Privezentsev Konstantin created TIKA-1038:
---------------------------------------------
Summary: Parsing PDF with StackOverlowError
Key: TIKA-1038
URL: https://issues.apache.org/jira/browse/TIKA-1038
Project: Tika
Issue Type: Bug
Components: parser
Affects Versions: 1.2
Reporter: Privezentsev Konstantin
Tika corrupt with StackOverflowError on some pdf documents:
http://www.ellipse-labo.com/fiches/1303214351.pdf
http://downloads.joomlacode.org/frsrelease/5/4/0/54089/handbuch_ckforms-DE-1.3.2.pdf
Code:
{code:java}
AutoDetectParser parser = new AutoDetectParser(
new TypeDetector(),
new PDFParser(),
new OfficeParser(),
new HtmlParser(),
new RTFParser(),
new OOXMLParser());
WriteOutContentHandler contentHandler = new WriteOutContentHandler();
Metadata metadata = new Metadata();
parser.parse(contentStream, new BodyContentHandler(contentHandler), metadata,
new ParseContext());
{code}
Stack trace:
{code}
java.lang.StackOverflowError
at
java.util.LinkedHashMap$LinkedHashIterator.<init>(LinkedHashMap.java:345)
at
java.util.LinkedHashMap$LinkedHashIterator.<init>(LinkedHashMap.java:345)
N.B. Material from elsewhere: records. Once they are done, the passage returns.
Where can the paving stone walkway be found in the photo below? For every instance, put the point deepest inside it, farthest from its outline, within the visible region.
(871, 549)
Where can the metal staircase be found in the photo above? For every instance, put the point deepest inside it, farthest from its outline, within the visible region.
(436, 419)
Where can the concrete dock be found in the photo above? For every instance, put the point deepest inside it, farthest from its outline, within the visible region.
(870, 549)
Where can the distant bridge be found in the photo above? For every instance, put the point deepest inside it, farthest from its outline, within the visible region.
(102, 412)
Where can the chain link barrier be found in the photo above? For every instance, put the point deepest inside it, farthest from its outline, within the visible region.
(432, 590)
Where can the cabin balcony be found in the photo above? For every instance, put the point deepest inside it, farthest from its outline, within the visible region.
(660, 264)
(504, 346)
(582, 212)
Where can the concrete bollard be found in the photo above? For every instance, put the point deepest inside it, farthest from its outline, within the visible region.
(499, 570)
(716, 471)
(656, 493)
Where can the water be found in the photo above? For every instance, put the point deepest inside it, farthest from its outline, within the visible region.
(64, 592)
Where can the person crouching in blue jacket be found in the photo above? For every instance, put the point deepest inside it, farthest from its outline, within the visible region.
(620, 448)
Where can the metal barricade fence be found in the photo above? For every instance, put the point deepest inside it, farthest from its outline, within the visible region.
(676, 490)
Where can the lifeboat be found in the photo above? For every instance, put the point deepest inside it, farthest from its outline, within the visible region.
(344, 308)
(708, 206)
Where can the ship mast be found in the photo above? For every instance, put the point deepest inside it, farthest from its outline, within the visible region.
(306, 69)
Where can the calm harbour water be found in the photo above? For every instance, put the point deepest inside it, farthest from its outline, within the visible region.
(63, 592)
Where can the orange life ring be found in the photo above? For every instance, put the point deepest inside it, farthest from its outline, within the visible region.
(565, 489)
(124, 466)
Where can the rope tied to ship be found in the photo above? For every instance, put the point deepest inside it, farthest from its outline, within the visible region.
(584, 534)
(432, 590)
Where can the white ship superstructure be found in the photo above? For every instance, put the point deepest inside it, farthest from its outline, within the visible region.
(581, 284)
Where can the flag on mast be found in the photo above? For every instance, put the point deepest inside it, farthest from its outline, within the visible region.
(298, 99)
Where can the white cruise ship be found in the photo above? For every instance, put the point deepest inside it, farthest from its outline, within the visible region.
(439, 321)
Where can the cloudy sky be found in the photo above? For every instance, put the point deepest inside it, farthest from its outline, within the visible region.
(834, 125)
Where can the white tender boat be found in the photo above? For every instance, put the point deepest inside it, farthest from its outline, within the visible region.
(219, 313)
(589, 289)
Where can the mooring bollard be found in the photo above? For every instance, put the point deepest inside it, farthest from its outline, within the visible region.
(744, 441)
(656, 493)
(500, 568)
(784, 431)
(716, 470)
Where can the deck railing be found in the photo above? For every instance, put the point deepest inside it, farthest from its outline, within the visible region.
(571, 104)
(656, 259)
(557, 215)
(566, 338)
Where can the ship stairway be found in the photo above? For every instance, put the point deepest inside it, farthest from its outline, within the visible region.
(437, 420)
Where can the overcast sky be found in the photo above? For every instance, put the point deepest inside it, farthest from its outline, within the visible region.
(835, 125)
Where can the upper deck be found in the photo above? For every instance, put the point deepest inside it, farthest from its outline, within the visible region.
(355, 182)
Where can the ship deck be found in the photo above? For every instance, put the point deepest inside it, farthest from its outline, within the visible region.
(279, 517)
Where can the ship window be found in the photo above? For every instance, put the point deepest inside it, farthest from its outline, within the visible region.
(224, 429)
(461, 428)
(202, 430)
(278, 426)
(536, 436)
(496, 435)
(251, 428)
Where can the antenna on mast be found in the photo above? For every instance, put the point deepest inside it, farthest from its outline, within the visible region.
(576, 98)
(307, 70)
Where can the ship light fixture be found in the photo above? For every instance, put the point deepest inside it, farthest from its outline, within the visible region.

at java.util.LinkedHashMap$KeyIterator.<init>(LinkedHashMap.java:383)
at java.util.LinkedHashMap$KeyIterator.<init>(LinkedHashMap.java:383)
at java.util.LinkedHashMap.newKeyIterator(LinkedHashMap.java:396)
at java.util.HashMap$KeySet.iterator(HashMap.java:874)
at org.apache.pdfbox.cos.COSDictionary.toString(COSDictionary.java:1416)
at org.apache.pdfbox.cos.COSDictionary.toString(COSDictionary.java:1421)
at org.apache.pdfbox.cos.COSDictionary.toString(COSDictionary.java:1421)
at org.apache.pdfbox.cos.COSDictionary.toString(COSDictionary.java:1421)
at org.apache.pdfbox.cos.COSDictionary.toString(COSDictionary.java:1421)
...
{code}
--
This message is automatically generated by JIRA.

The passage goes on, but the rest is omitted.